Versucht man, eine Wertung von David Wagners Wirken vorzunehmen, gilt es, Vorsicht walten zu lassen. Es war beileibe nicht alles so schlecht, wie viele Leute aus dem YB-Umfeld die Arbeit des Trainers jetzt beurteilen. Drei Dinge gilt es vor allem hervorzuheben: Unter Wagner qualifizierte sich YB für die Gruppenphase der Champions League und schaffte den historischen Sieg über Manchester United. In diese Zeit fallen auch die Verletzungen von 23 (!) Spielern, die beiden Achillessehnenrisse bereits vor der Saison von Captain Fabian Lustenberger und Goalgetter Jean-Pierre Nsame nicht eingerechnet. Und mit den Abgängen von Nsame, Michel Aebischer, Martins Pereira und Silvan Hefti hat YB in der Winterpause an Qualität eingebüsst. Einen Vorwurf muss sich David Wagner allerdings gefallen lassen: Sieht man von Fabian Rieder und Wilfried Kanga ab, hat kaum ein Spieler während seines Wirkens Fortschritte erzielt. «Wir haben eine Auslegeordnung vorgenommen und sind auch im Gespräch mit David Wagner gemeinsam zum Schluss gekommen, dass die Mannschaft neue Impulse braucht. Nach den letzten Spielen haben wir den Glauben verloren, dass uns die Kehrtwende in dieser Konstellation gelingen würde», sagt Sportchef Christoph Spycher.
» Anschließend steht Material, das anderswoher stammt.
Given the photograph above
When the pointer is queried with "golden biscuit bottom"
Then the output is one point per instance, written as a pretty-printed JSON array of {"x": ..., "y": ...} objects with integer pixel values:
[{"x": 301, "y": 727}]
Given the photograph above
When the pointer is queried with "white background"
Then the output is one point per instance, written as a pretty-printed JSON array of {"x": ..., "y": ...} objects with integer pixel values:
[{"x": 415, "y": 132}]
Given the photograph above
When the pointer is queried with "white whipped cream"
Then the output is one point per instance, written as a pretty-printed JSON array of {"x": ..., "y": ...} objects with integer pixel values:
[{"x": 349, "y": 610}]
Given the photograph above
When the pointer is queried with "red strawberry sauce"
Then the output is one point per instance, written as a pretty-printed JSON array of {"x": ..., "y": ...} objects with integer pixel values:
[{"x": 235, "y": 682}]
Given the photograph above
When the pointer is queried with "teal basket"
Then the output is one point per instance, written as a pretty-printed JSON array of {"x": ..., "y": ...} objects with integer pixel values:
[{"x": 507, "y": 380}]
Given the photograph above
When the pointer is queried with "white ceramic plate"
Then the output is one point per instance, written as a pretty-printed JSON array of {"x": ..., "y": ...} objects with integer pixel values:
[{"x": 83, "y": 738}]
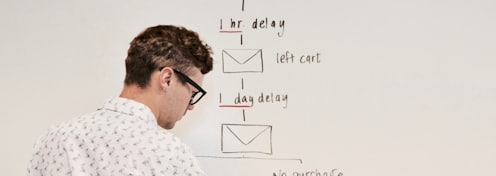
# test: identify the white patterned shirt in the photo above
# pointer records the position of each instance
(121, 138)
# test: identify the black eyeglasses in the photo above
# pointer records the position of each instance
(196, 95)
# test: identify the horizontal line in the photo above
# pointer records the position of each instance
(257, 158)
(230, 31)
(235, 106)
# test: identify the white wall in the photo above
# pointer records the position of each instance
(402, 87)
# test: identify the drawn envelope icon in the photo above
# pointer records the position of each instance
(242, 60)
(246, 138)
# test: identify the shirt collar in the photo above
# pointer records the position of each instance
(130, 107)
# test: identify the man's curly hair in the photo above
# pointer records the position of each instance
(165, 46)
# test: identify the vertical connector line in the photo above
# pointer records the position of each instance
(244, 116)
(242, 84)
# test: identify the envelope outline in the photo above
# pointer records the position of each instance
(242, 60)
(236, 140)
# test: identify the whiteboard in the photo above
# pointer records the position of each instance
(308, 87)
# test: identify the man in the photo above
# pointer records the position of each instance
(128, 135)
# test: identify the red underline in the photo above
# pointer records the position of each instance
(234, 106)
(230, 31)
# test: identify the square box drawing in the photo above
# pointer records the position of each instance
(242, 60)
(243, 138)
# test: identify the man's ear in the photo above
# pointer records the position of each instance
(166, 77)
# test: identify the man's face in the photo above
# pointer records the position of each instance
(179, 97)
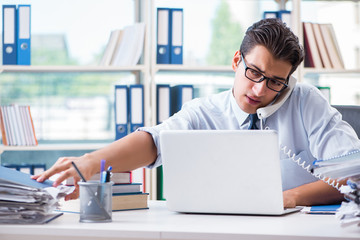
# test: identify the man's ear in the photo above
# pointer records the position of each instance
(236, 60)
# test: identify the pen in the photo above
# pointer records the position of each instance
(92, 193)
(108, 174)
(102, 169)
(78, 171)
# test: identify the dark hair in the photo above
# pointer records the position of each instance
(277, 38)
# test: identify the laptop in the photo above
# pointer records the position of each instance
(222, 172)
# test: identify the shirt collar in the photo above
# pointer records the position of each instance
(240, 115)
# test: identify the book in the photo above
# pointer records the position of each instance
(321, 209)
(321, 46)
(130, 201)
(127, 188)
(117, 178)
(114, 40)
(332, 46)
(312, 55)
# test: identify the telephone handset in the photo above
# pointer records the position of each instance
(280, 100)
(269, 110)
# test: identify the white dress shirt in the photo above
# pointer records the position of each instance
(306, 124)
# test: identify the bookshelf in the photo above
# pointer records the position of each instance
(148, 72)
(343, 15)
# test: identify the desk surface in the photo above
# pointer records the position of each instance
(159, 223)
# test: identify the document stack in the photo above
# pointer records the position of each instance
(342, 167)
(17, 127)
(26, 201)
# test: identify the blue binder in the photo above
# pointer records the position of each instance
(270, 14)
(136, 101)
(163, 36)
(163, 102)
(9, 34)
(176, 29)
(285, 16)
(121, 111)
(23, 35)
(180, 94)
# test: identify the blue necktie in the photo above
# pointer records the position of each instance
(253, 120)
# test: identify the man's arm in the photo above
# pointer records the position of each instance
(133, 151)
(315, 193)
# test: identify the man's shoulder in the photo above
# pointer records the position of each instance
(212, 101)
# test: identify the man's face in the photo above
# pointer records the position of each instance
(251, 95)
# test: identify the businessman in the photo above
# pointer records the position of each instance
(306, 123)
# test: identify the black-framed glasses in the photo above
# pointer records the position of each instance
(258, 77)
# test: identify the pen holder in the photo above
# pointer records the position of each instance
(95, 201)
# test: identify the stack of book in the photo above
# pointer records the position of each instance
(17, 127)
(26, 201)
(127, 195)
(344, 167)
(321, 46)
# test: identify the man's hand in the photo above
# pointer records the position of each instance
(64, 167)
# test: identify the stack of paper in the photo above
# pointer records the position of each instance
(17, 127)
(347, 166)
(26, 201)
(125, 46)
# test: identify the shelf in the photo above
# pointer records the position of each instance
(188, 68)
(54, 147)
(66, 69)
(323, 71)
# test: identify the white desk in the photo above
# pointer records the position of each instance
(159, 223)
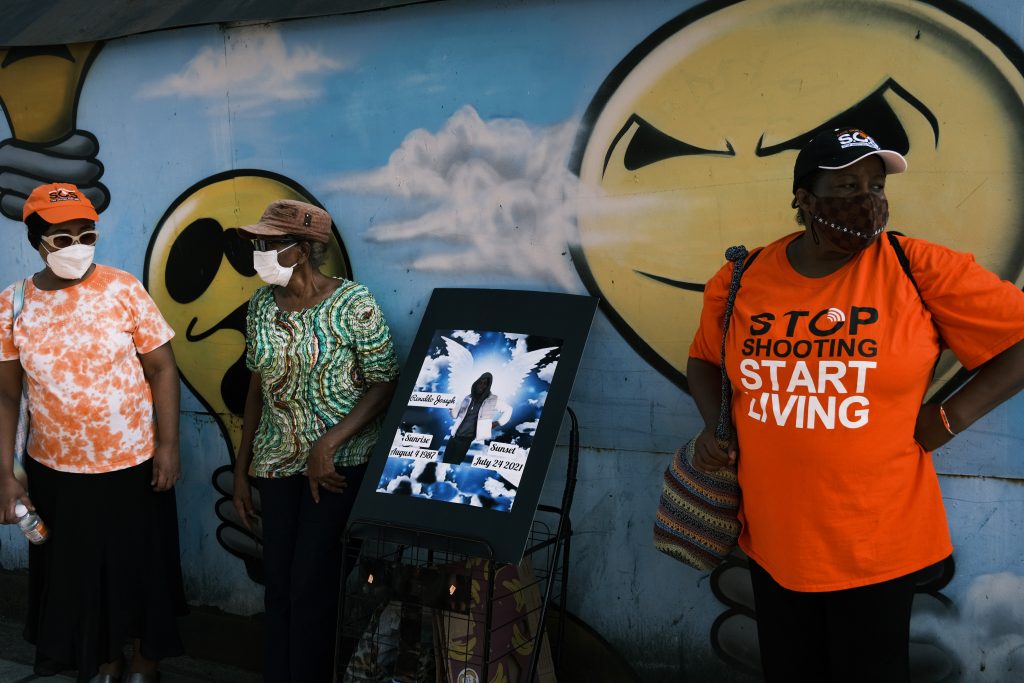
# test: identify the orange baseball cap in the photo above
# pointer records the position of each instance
(57, 203)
Der scheidende Trainer David Wagner sagt, das bittere Ende seiner YB-Zeit mache ihn traurig. «Es ist nicht das, was ich mir erwünscht habe. Aber ich habe Verständnis dafür, dass die sportliche Führung der Mannschaft neue Impulse verleihen will.»

Und jetzt also Matteo Vanetta
Nachfolger von David Wagner wird zumindest bis Ende der laufenden Saison der Mann, den der Bärnerbär schon im Sommer vor der Verpflichtung David Wagners weit oben auf der Kandidatenliste führte. Matteo Vanetta, seit 2018 Assistent beim YB-Fanionteam, ist ehemaliger Captain des U21-Nationalteams (13 Spiele). Als Trainer und Coach war er lange Zeit beim Schweizerischen Fussballverband und bei Servette tätig. In der Super League bestritt Vanetta für Lugano, Sion, Servette und Aarau 132 Partien. Der 43-jährige vielsprachige Tessiner ist bekannt als hervorragender Analytiker und taktischer Fuchs. Er gilt als offen, kommunikationsfreudig und geniesst bei den Spielern dank seiner zurückhaltenden Art und seinem grossen fussballerischen Wissen hohe Akzeptanz.